Estamos
creando una sociedad de solitarios, que navegan por las redes sociales, sí,
pero que también trabajan, pasean o descansan solos. El otro día hice un alto
para comer y entré en un restaurante asiático de Granada. Y cuál no fue mi
sorpresa cuando vi que todos los clientes estaban sentados en mesas
individuales. Y todos eran hombres, exactamente ocho hombres solos. Vaya
fiesta. Menos mal que a la media hora entró una pareja que le dio un poco de
alegría al local. Durante un rato. Porque poco después empezaron a discutir. No
discutían sobre política ni sobre la actualidad, sino por las costumbres de uno
y otro.
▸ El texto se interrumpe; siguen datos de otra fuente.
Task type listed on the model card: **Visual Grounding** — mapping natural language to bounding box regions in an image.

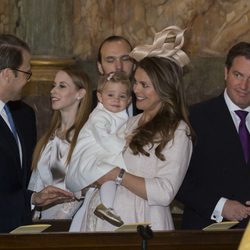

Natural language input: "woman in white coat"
[66,27,192,231]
Estaban hartos mutuamente. De que uno quisiera salir cuando el otro no.
De que uno (adivinen quién) comprase “guarradas” (sic) para la cena y sólo le
gustase sentarse en el sofá ante la tele y atiborrarse de cervezas. Que si la
familia y la comida del domingo. Que si tus amigotes. Que si machista o
feminista. Que si cada día te pareces más a tu madre. No sé si la música
ambiente –un gong melódico y constante, como una gota de agua sobre tu cabeza-
contribuiría a ello, pero la chica terminó levantándose y dejó al chico
plantado. “¡Se acabó!”, dijo. El resto de los comensales asentimos con la
cabeza casi automáticamente, pensando: “Bienvenido al club”. Porque yo también
había ido a comer solo, lo confieso, y todos asistíamos a la discusión como a
un espectáculo, aunque disimuláramos mirando nuestro plato. “¿Será que vamos
solos a comer para hacer lo que nos da la gana?”, pensé. Pues la verdad es que
estábamos solos, sí, pero ahora éramos ya diez hombres aparentemente felices
atiborrándonos de rollitos, arroz, carne y cerveza, todas esas cosas que
nuestras parejas suelen eliminar –por nuestro bien- de la dieta. De hecho,
solos, tantos hombres desgraciados repetíamos alegremente platos y bebidas,
aunque aún no éramos amigotes. Aún. Hasta que al último hombre del club, que
acababa de ser abandonado por su pareja y no hacía otra cosa que pedir cervezas,
no se le ocurrió otra cosa que compartir su pena e invitar a los demás a una
ronda. Para qué queríamos más. Brindis, cánticos y gritos de libertad a lo
William Wallace resonaron en el local, sobre todo cuando a la celebración
espontánea se unieron un cocinero y dos camareros, para estupor de la dueña del
restaurante, que nos gritaba en chino, por lo que tampoco es que nos importase
demasiado. Eso sí, todos nos quedamos sin postre.